Legal Issues

Germany has been a member of the Treaty on the Non-Proliferation of Nuclear Weapons (NPT) since 1970. This treaty represents the most important multilateral agreement related to nuclear weapons. Germany is a non-nuclear-weapon state party to the NPT and thus may not possess any nuclear weapons. As Article 2 of the Treaty states:

“Each non-nuclear-weapon State Party to the Treaty undertakes not to receive the transfer from any transferor whatsoever of nuclear weapons or other nuclear explosive devices or of control over such weapons or explosive devices directly, or indirectly; not to manufacture or otherwise acquire nuclear weapons or other nuclear explosive devices; and not to seek or receive any assistance in the manufacture of nuclear weapons or other nuclear explosive devices.”


 
United Nations, Office for Disarmament Affairs

The Two Plus Four Agreement reaffirmed this ban on the acquisition of nuclear weapons for the reunified Germany. However, the stationing of foreign nuclear weapons on the territory of a non-nuclear-weapon state is controversial at the international level. NATO allies understand the NPT to mean that the stationing of weapons in other countries is legal, provided the possessing state controls the weapons. Nuclear weapons were already stationed in Germany before the treaty negotiations began. Before it entered into force, the NATO allies set out their interpretation of the NPT:

In their view, it does not cover arrangements for the stationing of nuclear weapons on allied territory, since these do not involve the transfer of nuclear weapons or power of disposal over them unless and until a decision to go to war is made, at which time the treaty would no longer be relevant.

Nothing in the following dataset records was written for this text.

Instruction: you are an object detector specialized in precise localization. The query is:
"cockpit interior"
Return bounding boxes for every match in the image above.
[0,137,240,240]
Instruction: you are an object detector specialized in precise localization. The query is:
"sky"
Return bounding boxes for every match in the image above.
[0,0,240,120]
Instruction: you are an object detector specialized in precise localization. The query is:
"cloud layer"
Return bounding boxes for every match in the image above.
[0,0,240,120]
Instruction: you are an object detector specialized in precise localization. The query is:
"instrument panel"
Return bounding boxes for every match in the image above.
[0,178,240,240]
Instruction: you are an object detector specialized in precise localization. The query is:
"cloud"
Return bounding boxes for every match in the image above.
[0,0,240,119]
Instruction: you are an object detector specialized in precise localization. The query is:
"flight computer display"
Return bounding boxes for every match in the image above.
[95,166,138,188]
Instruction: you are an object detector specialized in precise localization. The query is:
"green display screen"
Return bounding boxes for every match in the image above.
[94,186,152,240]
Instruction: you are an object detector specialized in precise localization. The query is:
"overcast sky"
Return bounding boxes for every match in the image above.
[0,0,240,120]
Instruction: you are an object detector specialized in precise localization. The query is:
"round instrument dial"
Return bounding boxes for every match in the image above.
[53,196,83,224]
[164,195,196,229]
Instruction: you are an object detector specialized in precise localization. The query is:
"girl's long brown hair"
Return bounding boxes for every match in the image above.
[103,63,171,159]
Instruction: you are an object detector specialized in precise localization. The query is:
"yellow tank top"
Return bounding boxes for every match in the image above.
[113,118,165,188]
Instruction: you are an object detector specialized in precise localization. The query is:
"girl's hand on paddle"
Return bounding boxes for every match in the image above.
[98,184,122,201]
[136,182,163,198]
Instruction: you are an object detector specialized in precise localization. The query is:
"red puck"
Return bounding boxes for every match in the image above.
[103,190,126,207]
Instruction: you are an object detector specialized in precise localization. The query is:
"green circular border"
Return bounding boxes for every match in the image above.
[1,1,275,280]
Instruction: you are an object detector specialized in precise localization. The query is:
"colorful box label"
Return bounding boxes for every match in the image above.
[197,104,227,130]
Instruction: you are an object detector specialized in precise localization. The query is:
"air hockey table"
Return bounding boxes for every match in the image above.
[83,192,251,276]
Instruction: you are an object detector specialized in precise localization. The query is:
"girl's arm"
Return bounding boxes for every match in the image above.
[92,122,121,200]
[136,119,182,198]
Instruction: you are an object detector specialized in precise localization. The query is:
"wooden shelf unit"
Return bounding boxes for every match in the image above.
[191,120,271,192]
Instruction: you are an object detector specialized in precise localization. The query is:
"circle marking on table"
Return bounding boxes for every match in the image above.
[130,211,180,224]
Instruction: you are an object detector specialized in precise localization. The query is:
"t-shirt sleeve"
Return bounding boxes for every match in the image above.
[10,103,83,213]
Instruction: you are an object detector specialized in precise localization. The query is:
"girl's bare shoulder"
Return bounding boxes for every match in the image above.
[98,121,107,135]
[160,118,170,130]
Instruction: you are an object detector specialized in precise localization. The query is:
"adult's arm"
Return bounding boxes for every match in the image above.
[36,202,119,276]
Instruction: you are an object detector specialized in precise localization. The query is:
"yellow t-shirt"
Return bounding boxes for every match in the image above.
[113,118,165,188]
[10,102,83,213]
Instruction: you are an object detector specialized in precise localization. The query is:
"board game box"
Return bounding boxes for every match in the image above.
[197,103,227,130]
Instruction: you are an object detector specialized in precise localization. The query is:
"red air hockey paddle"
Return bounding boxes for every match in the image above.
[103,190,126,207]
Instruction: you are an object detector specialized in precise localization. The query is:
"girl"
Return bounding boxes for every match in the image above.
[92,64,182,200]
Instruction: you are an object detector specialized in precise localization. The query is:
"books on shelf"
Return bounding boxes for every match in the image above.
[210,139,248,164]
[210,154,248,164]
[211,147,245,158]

Bundestag document 7/994, p. 17

However, this view is not shared by all parties to the NPT. Many states regularly criticize the practice of nuclear weapon sharing. The group of non-aligned countries (120 countries outside of NATO and the former Warsaw Pact) issued the following statement during a review conference of the NPT:

“In our view, any horizontal proliferation and nuclear-weapon-sharing by States Parties constitute a violation of non-proliferation obligations under articles I and II.”

Statement by the non-aligned movement, April 27, 2015

A use of nuclear weapons, in which German pilots would gain power of disposal over stationed nuclear weapons, would constitute a breach of the NPT. International treaties usually retain their validity even in the event of war (for example, the Geneva Convention, or other classic arms control treaties such as the conventions on chemical and biological weapons).

The new Treaty on the Prohibition of Nuclear Weapons, which entered into force on January 22, 2021, provides legal clarity on the stationing issue. This treaty explicitly prohibits its parties from hosting foreign nuclear weapons (Article 1.1.g). Germany is not a party to this treaty, so Berlin is not currently bound by the prohibition. Furthermore, numerous states in the global South have long been members of regional nuclear-weapon-free zones that prohibit the stationing of nuclear weapons on land. Regulations on overflight and transit through territorial waters vary from region to region.

Bilateral agreements between the United States and Germany regulate the stationing of US nuclear weapons on German soil. The contents of the agreements are secret, however. An official US report lists four different agreements: an Atomic Stockpile Agreement, an Atomic Cooperation Agreement, a Service-Level Agreement and a Third-Party Stockpile Agreement.

The fundamental legality of nuclear weapons use was discussed and reviewed by the International Court of Justice in The Hague in 1996. The judges concluded that the use of nuclear weapons would be incompatible with international humanitarian law in the vast majority of scenarios. Extreme self-defense situations represented the only use case excluded in the judgment. According to the court, international humanitarian law was not specific enough, so that the judges had to leave the question of legality or illegality open.